Thursday, February 16, 2006

Wisconsin Anti Intelligent Design Bill First in Nation

Go Badgers! I'm proud to live in Wisconsin the 'UnKansas'. - IFK Editor

Bill banning intelligent design draws national notice
Restricts teaching of intelligent design
By Judith Davidoff

Religious conservatives around the country are up in arms over a Wisconsin bill that would ban the teaching of intelligent design as science in the state's public schools.

Focus on the Family, the evangelical Christian advocacy group led by founder James Dobson, panned the legislation this week on its Web site.

"If you can't beat them, keep them from showing up for the game," the group opined. "That's the tack Wisconsin evolutionists and liberal lawmakers are taking in attempting to ban the study of intelligent design in public schools."

Baptist Press, the online wire service of the Southern Baptist Convention, based in Nashville, also was critical. It called the introduction of the bill by Democratic Rep. Terese Berceau "an unprecedented political move to protect evolution."

Meanwhile, the University of Wisconsin-Madison scientists who helped draft the Wisconsin proposal are contacting friends and allies in other states, hoping to curry the introduction of similar legislation around the country.

"We think what we've introduced is just a standard for science education and we would like it adopted nationwide," said Alan Attie, a professor of biochemistry at the University of Wisconsin-Madison, who helped draft Berceau's bill.

Attie said the Baptist Press and other critics are misrepresenting the bill as banning intelligent design and creationism from the classroom.

"We're not planning to do that at all," he said. In fact, Attie said, the bill provides an opportunity to fully explore the question of what is science and how it should be defined. "We see this as a wonderful teaching moment," Attie added.

The proposal has been popular blog material since Berceau announced it last week. A search on Google's new blog search turned up 48 references to the bill.

William Dembski, one of the leading proponents of intelligent design, is offering a $1,000 award to the first teacher in Wisconsin who would challenge the policy by teaching intelligent design as science within a public school curriculum.

On his Web site, Dembski said Berceau's bill bodes well for proponents of intelligent design, which proposes that biology was shaped by an intelligent creator.

"I take this as a clear sign that we are winning," he said.

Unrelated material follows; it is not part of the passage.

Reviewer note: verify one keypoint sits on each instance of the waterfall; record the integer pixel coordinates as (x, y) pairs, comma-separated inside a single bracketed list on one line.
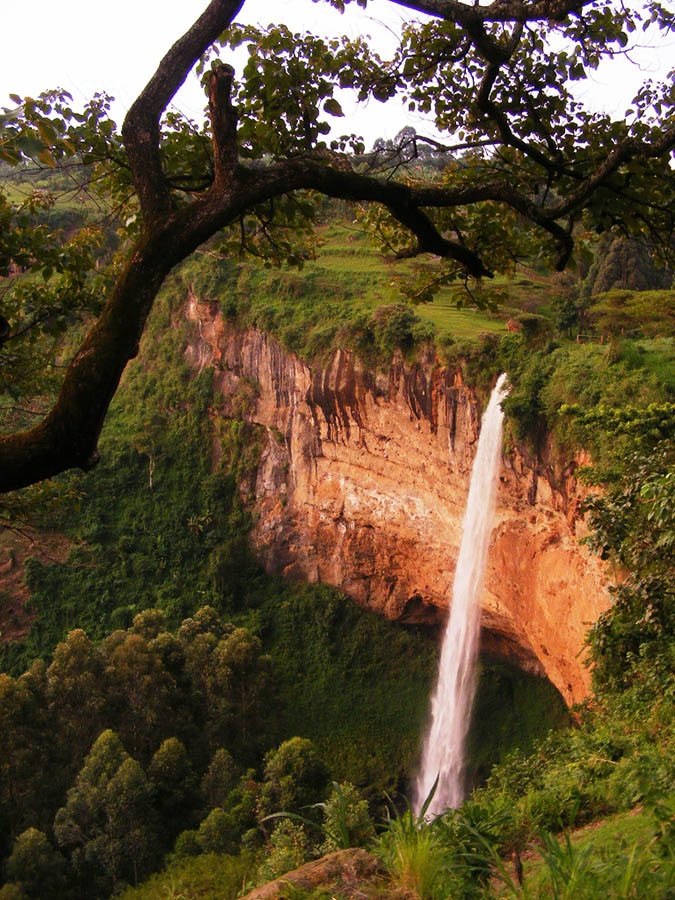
[(443, 753)]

"Wisconsin may well be evolution's Waterloo," Dembski added.

Berceau said her office has received more than 50 phone calls and e-mails from all over the country about the bill and almost all have been favorable.

Berceau said only one person in an e-mail called her a "communist" and an "atheist."

"If the Christian right is interested, they're not calling me."

Gary McCaleb, senior legal counsel for the Alliance Defense Fund, a Christian law firm based in Scottsdale, Ariz., said in an interview that his firm would take a hard look at the legislation.

"Mandating a point of view and trying to enshrine your current science in law is, to me, just scientists begging for disaster," McCaleb said. "It's very problematic to have scientists trying to shut down the debate."

Attie said he and the other UW scientists backing the bill are doing just the opposite.

"We're trying to uphold standards for science education, but by no means do we want to stop discussion. We've very interested in discussing this issue at length, but we want truth in labeling. Intelligent design is religion and it's not science."